Little started working at Safeway and began as a volunteer firefighter for three-and-a-half years after his father convinced him it would be a good job. He was a career firefighter for more than 32 years, retiring as Captain of Vernon Fire Rescue C Shift.
“It’s been a great career. I have really enjoyed my job here. Every day is different and you make good friends with the people you work with,” he said.
One of the most memorable fires he fought was the ice plant fire in July 1980.
“It was my first year and I was pumping from the arial ladder. Suddenly, there was the biggest fire ball and the 50 people who had been watching were running down the railroad tracks.
“Firefighting is always about getting the fire out safely for everyone. I would say the trucks have changed in that the trucks are more technical and the training is always getting better. Firefighters are very well prepared. I’ve had three or four near misses but with good timing, I made it. It’s exciting work and you have to make important decisions very quickly but I’ve enjoyed it. This is a bitter-sweet day for me.”

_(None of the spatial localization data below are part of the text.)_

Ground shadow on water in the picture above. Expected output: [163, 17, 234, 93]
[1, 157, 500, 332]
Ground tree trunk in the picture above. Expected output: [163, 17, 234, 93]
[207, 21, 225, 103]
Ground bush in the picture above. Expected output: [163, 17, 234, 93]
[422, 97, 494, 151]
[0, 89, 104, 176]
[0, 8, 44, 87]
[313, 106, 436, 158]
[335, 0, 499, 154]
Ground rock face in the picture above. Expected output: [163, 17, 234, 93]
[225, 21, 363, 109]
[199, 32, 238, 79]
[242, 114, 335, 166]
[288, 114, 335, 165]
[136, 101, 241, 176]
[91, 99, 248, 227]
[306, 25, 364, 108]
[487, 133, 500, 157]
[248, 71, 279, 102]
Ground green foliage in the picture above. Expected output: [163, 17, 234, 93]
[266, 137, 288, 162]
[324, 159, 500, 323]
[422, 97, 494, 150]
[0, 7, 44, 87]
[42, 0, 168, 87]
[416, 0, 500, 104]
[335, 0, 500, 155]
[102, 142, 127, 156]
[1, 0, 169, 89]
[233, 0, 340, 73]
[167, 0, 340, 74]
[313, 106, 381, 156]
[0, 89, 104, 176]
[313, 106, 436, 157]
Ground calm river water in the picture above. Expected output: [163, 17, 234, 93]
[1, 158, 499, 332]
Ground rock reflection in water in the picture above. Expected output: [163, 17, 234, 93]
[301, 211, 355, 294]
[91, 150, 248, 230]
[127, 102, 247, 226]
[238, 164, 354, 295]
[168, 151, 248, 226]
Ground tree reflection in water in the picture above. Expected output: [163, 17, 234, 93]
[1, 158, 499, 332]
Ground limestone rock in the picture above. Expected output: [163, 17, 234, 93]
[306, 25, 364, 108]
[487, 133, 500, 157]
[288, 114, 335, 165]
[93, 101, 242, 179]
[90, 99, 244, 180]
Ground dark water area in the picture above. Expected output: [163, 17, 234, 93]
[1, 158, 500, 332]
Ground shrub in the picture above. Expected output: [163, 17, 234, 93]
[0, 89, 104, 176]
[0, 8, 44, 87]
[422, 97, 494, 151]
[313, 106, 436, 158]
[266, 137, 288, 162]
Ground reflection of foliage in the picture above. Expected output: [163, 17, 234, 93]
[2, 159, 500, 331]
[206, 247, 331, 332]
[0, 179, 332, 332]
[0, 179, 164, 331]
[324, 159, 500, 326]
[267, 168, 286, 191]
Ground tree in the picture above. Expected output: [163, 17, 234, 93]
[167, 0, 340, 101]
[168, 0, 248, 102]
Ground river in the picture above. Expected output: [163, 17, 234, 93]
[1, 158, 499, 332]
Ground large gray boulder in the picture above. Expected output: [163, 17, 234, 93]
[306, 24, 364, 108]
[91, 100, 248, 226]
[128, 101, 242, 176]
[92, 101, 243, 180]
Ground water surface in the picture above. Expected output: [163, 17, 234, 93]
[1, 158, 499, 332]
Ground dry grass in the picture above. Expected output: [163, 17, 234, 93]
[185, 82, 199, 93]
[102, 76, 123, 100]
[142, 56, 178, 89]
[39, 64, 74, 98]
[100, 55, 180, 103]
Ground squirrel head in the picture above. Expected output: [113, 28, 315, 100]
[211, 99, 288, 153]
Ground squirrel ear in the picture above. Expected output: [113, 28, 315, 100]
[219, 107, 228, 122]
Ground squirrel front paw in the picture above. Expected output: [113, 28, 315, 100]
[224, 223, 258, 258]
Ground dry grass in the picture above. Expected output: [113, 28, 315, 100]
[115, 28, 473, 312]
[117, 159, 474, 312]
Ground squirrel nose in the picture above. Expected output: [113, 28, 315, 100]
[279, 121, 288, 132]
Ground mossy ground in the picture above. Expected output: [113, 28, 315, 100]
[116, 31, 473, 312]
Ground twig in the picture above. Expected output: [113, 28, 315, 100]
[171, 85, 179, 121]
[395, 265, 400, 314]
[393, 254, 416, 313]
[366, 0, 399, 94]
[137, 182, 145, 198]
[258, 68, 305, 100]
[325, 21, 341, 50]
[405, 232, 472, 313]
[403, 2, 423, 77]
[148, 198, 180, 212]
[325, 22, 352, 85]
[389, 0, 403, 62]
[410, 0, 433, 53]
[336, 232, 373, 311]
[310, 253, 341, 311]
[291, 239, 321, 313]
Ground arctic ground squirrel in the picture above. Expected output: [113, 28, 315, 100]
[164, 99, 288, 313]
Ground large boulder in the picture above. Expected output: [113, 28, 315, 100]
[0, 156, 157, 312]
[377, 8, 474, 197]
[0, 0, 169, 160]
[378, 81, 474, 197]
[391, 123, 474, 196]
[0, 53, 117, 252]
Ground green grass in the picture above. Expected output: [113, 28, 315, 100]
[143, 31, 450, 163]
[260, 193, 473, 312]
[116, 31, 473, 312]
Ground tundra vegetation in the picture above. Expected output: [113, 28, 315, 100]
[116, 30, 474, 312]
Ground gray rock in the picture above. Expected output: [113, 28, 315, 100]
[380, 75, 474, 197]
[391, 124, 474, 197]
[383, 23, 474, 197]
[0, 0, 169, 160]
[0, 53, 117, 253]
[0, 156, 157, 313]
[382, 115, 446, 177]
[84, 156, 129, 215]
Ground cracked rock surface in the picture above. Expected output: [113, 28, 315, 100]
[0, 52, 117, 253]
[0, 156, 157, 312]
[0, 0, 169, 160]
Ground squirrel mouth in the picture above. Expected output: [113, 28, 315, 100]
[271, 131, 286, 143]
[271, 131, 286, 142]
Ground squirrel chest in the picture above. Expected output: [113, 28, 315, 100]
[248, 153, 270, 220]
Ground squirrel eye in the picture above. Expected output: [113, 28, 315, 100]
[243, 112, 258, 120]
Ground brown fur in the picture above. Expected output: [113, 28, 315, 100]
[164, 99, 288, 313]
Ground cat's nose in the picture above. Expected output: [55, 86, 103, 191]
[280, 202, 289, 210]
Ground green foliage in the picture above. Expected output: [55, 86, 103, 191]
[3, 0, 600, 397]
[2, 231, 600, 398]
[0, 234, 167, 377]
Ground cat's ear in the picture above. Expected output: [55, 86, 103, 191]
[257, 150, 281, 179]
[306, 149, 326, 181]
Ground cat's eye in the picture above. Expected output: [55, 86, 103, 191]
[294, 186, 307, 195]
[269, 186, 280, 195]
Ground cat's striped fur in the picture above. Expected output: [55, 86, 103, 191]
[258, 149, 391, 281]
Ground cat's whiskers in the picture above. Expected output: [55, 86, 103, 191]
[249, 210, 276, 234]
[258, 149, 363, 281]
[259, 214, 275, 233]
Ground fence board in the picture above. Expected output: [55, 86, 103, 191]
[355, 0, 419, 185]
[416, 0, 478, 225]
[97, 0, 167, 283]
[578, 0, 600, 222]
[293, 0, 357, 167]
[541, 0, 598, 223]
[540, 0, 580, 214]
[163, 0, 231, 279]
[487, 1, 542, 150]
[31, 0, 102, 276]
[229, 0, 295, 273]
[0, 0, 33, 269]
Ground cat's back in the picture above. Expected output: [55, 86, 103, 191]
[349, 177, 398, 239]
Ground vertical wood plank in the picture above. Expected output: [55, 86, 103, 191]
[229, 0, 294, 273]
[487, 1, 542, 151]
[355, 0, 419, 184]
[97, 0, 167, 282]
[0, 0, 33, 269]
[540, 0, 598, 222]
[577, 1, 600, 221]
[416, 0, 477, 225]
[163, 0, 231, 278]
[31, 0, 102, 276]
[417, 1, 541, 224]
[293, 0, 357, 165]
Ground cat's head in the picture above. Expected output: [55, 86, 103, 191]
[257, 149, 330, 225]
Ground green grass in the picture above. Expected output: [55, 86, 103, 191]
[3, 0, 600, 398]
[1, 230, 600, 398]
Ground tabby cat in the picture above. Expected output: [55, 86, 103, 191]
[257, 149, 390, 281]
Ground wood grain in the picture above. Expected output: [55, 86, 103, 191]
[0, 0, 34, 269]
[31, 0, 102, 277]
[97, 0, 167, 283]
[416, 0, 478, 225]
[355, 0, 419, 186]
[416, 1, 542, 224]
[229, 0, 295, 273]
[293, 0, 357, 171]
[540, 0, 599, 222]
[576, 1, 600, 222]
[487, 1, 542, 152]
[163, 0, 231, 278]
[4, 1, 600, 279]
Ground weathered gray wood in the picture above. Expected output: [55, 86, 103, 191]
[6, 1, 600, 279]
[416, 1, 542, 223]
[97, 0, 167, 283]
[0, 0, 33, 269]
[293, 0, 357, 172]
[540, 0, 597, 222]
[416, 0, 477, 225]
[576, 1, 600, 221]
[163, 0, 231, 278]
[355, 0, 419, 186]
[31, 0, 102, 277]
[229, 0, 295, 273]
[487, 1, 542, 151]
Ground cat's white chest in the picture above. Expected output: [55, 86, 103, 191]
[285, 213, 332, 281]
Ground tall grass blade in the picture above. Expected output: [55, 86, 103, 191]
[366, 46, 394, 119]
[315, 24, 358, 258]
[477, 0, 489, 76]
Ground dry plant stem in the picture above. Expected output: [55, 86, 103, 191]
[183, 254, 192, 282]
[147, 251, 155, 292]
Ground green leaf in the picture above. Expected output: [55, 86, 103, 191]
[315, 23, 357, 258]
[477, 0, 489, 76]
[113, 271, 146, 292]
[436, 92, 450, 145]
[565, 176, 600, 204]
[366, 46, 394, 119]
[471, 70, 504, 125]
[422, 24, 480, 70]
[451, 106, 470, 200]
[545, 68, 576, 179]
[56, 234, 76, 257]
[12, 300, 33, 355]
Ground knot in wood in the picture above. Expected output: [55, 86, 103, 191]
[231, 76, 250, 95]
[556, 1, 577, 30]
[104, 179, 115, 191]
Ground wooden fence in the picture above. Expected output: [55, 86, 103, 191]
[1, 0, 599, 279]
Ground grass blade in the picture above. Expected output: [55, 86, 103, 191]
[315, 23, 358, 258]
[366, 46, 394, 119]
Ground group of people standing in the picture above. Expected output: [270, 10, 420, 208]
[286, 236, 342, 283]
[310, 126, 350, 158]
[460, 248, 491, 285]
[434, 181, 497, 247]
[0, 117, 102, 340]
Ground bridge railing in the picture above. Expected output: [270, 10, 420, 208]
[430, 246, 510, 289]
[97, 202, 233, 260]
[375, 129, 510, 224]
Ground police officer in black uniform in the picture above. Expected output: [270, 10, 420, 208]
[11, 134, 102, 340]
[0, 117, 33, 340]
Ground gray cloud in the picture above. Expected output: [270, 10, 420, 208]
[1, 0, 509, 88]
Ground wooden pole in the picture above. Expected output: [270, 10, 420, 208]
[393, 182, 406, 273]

Little plans to keep busy with his many hobbies, which include rock hounding, photography, golf, tennis and fishing.
His advice to anyone who wants to be a firefighter: “Become a volunteer firefighter and try it out.”
Cara-Leigh Manahan, a dispatcher, will miss working with Little.
“That’s my Wayne going. He’s so consistent, you can tell he loves his job. He’s always calm and positive and that affects us all.”
Fire Chief Keith Green said, “It’s been a privilege and an honour to serve our community together. We thank Captain Little for all his dedication and hard work during his career and wish him all the best in his retirement.”
Little had the traditional last ride home in one of the fire trucks with his crew on C Shift.